Beijing launched the AIIB in October with the backing of 20 other countries, but Japan, South Korea and Australia — America's main allies in the region — did not become founding members. There has been a strong debate with the Australian cabinet about whether to join, after U.S. pressure to stay on the sidelines.

A decision by the major economies to join now would give up leverage they might have over the AIIB as it was being set up, the U.S. official said: "Large economies can have more influence by staying on the outside and trying to shape the standards it adopts than by getting on the inside at a time when they can have no confidence that China will not retain veto powers."

Mr Osborne's decision reflects London's desire to pursue commercial relations with China aggressively, even at the expense of antagonizing Washington.

When Mr Osborne visited Beijing in 2013 he said he wanted to "change Britain's attitude to China"; last October the chancellor hailed the British government's sovereign renminbi bond issue, the first by a western government. It has been keen to establish the City of London as a platform for overseas business in the Chinese currency as it starts to play a bigger role in the global economy.

Last week, the House of Commons foreign affairs committee said the British government should press China harder to introduce political reforms in Hong Kong. The committee also said it was "profoundly disappointed" at the "mild" response of the government when its members were prevented from visiting Hong Kong in November during the protests.
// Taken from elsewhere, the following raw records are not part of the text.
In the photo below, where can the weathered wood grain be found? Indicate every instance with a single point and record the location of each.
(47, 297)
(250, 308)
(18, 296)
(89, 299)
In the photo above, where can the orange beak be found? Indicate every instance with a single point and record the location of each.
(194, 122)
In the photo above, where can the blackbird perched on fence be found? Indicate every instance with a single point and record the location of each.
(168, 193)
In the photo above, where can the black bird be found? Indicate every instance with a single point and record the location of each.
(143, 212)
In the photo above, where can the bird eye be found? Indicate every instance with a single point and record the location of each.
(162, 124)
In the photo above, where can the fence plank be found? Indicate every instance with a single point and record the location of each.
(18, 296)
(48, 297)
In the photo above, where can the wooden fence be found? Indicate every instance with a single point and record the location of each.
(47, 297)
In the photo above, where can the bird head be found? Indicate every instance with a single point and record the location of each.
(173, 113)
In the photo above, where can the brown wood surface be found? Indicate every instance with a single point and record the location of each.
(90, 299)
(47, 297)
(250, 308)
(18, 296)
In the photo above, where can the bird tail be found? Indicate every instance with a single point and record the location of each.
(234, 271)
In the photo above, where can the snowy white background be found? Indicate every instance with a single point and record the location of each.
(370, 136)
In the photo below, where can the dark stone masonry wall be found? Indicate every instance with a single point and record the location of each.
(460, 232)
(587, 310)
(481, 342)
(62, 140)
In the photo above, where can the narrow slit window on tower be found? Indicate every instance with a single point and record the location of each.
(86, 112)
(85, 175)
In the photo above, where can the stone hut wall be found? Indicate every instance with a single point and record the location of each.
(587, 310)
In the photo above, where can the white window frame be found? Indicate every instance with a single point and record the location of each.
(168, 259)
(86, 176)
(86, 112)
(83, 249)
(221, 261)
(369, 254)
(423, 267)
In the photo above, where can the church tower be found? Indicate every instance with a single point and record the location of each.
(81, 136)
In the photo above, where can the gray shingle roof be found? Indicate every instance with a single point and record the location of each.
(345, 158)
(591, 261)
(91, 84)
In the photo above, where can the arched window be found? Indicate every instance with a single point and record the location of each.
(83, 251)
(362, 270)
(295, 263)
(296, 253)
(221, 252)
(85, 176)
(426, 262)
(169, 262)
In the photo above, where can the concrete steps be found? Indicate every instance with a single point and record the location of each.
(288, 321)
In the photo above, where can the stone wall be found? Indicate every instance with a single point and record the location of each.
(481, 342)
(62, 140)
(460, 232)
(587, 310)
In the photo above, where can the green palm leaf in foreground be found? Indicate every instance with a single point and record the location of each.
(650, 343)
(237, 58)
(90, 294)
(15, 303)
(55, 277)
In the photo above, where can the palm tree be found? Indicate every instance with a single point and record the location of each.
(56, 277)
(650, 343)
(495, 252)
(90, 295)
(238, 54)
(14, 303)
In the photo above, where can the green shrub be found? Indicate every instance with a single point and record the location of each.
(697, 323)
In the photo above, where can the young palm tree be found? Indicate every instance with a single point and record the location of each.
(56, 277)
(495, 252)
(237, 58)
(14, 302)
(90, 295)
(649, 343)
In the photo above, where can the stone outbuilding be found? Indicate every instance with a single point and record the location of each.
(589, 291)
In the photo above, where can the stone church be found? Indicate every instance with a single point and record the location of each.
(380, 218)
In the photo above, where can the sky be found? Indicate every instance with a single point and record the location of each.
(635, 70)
Q&A: The Asia Infrastructure Investment Bank

The AIIB — what is it?

The Asia Infrastructure Investment Bank is one of four institutions created or proposed by Beijing in what some see as an attempt to create a Sino-centric financial system to rival western dominated institutions set up after the second world war. The other institutions are the New Development Bank (better known as the Brics bank) and a contingent reserve arrangement, seen as alternatives to the World Bank and the International Monetary Fund; and a proposed Development Bank of the Shanghai Co-operation Organisation, a six-country Eurasian political, economic and military grouping dominated by China and Russia.

What is it for?

The AIIB offers an alternative to the Asian Development Bank, which focuses on poverty relief and lacks the firepower to undertake the large-scale infrastructure projects that are the remit of the AIIB.

What's wrong with that?

In principle, nothing. But the ADB and the AIIB are seen as rival rather than complementary organisations. The ADB was established in 1966 and now has 67 members including 48 from Asia and the Pacific. But it is seen by many in the region as overly dominated by Japan and the U.S., which are by far its biggest shareholders with 15.7 percent and 15.6 percent respectively (compared with China's 5.5 percent). The AIIB was founded last year with 21 members. Notably absent were the U.S., Japan, Australia and South Korea. The U.S., it is said, lobbied countries not to join, while China worked hard to get them in.

Does that matter?

Both sides clearly think it does. Proponents of the AIIB criticise the ADB for being overly bureaucratic. The AIIB's critics say the new lender will play fast and loose with conditionality and other restrictions on the behavior of borrowers, allowing corruption to flourish. More significant, however, are strategic considerations. The U.S. and China are increasingly engaged in a struggle for regional influence, played out through institutions such as these.